Brezilya Çalışma Bakanlığı, yetkililerin 183 çiftliğe baskın yaptığını açıkladı. Bu, 10 yıl önce bu amaçla özel ekiplerin kurulmasından bu yana ulaşılan en yüksek sayı. Bakanlığın açıklamasına göre, toplam 4 bin 133 işçi serbest hale gelirken, kurbanlara da 1.8 milyon Sterlin tutarında ödeme yapıldı.
Kölelik karşıtı kampanya liderlerinden Peder Ricardo Rezende, "Bildiklerimiz yalnızca buzdağının görünen ucu" diyor.
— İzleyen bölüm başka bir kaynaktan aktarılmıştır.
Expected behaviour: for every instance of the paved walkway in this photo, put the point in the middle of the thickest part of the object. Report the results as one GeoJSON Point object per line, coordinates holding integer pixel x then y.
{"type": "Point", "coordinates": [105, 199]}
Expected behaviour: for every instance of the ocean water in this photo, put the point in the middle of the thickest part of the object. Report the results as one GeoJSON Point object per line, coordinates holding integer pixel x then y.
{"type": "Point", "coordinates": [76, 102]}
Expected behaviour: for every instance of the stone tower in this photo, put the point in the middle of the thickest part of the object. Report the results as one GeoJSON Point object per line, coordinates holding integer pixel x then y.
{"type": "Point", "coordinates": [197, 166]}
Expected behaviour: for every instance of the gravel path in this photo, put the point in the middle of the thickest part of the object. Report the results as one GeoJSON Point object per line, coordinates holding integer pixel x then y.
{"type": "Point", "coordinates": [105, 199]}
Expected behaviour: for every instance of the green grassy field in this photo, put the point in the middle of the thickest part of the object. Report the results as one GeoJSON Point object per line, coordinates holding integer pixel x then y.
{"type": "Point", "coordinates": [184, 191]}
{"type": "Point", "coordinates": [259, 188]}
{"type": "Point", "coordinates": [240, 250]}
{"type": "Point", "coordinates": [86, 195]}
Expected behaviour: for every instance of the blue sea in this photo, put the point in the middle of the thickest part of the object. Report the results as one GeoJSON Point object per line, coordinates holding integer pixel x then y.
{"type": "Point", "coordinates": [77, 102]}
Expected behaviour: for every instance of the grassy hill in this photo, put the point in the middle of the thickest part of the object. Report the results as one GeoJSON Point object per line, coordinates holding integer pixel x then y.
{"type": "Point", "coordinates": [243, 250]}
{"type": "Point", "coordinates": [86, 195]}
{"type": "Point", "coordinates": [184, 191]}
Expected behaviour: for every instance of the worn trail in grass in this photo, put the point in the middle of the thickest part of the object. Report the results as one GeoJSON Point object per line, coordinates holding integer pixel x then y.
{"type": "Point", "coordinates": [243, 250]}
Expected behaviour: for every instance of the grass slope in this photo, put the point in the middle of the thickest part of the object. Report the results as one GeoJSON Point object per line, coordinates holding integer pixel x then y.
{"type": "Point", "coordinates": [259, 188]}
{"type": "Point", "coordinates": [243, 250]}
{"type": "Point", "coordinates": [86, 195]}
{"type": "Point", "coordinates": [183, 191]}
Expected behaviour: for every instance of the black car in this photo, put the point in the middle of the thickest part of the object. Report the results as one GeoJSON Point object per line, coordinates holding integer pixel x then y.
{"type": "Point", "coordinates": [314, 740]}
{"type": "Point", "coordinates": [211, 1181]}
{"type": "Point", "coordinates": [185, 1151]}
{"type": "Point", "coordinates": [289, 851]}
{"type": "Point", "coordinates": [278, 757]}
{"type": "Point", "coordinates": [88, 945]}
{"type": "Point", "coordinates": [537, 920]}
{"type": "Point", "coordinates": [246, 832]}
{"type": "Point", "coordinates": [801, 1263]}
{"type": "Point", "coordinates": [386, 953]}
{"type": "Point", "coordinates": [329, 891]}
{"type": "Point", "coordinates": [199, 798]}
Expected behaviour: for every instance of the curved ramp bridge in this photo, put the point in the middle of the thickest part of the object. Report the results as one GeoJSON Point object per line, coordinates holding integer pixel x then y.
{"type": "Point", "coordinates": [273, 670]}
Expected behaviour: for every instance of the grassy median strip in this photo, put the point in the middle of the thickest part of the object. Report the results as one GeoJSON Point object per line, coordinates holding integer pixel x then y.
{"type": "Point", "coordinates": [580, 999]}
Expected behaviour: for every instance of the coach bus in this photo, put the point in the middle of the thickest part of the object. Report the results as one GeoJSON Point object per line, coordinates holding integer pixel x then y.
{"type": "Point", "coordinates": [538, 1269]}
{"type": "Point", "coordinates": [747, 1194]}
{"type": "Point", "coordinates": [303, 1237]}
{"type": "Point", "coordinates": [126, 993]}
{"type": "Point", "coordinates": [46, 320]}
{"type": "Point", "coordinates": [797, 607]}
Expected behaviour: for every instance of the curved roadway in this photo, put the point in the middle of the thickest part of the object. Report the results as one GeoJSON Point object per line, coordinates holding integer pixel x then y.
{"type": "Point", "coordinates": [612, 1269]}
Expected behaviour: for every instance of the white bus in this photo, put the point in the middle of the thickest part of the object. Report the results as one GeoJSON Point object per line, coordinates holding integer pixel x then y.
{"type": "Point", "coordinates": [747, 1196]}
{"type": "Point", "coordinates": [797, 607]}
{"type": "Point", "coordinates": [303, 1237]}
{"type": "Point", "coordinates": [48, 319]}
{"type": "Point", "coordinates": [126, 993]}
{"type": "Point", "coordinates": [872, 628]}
Rezende, Brezilya'daki modern çağ köleliği üzerine yapılan ilk araştırma olan, "Gölgeden Çıkmak: Çağdaş Brezilya'da Borç Karşılığı Kölelik" kitabının yazarı.
Rezende, köleliğin Brezilya'da 1889 yılında resmen yasaklanmasına karşın, resmi tahminlere göre 25 bin civarında olan köle sayısının, aslında çok daha fazla olabileceğine işaret ediyor: "Gerçek sayı 250 bin olabilir."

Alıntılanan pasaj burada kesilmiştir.